Third, we focused our study on in-hospital mortality rates, the only available in hospital discharge records databases, but we were not able to assess long-term mortality of our patients.

Finally, the presence of immortal time bias could have positively influenced our results.

Patients who survived acute phase of PE are more likely to be treated with a VCF. This may result in unrealistic low mortality rate for patients treated with a VCF. Although we are aware that the best way to prevent immortal time bias would be to perform a time-dependent analysis, this approach could not be used since information on the day of VCF placement is lacking. Therefore, we decided to exclude all fatal cases with a hospital stay less or equal to 2 days, since these seriously ill patients were less likely to be treated with a VCF. This approach yielded similar findings, confirming the results of our primary analysis.

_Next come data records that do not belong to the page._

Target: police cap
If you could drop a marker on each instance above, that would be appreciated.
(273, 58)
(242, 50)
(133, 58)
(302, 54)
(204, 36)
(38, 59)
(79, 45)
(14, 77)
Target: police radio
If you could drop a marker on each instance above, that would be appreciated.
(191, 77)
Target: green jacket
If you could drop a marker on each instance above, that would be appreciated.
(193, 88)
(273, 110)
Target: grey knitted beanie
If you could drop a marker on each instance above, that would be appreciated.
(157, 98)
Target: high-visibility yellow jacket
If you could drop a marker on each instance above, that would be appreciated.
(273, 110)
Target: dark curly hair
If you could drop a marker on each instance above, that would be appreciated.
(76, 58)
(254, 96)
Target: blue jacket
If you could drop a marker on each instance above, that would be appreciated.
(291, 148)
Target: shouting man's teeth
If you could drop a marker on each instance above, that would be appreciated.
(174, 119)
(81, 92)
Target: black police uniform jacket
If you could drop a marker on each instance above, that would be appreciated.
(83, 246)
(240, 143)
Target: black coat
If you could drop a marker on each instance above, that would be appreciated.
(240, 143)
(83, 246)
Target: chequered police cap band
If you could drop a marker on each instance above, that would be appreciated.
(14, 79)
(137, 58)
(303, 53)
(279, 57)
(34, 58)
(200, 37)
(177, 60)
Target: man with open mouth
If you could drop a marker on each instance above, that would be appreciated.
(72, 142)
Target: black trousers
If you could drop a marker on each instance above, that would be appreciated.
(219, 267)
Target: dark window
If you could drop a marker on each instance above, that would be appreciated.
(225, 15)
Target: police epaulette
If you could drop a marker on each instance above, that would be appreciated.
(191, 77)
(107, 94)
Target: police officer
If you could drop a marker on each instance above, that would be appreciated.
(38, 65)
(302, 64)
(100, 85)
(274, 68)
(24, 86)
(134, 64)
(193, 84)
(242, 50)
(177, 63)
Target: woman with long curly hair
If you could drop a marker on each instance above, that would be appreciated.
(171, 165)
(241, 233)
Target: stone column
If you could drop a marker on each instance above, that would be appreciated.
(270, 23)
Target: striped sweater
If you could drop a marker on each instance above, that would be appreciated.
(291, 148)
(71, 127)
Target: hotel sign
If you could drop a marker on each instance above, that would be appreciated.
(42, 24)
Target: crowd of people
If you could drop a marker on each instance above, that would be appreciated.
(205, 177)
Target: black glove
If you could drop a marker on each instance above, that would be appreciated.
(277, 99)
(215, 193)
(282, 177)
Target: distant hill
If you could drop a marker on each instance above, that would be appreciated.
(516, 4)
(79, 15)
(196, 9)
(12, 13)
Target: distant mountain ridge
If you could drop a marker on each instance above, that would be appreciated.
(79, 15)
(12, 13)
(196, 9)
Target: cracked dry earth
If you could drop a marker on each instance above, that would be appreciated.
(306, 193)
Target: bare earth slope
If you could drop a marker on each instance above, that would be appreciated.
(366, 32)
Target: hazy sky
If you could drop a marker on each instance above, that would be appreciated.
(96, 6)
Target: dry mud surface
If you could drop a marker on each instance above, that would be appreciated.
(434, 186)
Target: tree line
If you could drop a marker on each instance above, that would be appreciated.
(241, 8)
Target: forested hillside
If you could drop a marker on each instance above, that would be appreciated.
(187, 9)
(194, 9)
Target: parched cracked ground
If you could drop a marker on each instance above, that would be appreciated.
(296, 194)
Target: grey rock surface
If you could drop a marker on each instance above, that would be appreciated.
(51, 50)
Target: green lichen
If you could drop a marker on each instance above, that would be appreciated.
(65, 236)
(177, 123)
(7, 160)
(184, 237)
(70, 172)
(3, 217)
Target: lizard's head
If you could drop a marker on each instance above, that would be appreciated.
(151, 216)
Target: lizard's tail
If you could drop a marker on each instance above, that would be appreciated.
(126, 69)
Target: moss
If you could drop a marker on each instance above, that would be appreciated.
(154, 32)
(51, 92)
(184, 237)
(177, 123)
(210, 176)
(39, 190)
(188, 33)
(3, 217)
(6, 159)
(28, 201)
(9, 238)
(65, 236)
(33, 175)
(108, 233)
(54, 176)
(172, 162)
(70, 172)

In conclusion, VCFs were infrequently used in patients with acute PE in our large cohort from Northwestern Italy. However, insertion of VCF appeared to reduce all-cause in-hospital mortality in this population.

However, these findings can be considered only hypothesis generating and need to be confirmed in specifically designed prospective studies with a better control of individual clinical variables.

Footnotes

Declaration of Conflicting Interests: The author(s) declared no potential conflicts of interest with respect to the research, authorship, and/or publication of this article.

Funding: The author(s) received no financial support for the research, authorship, and/or publication of this article.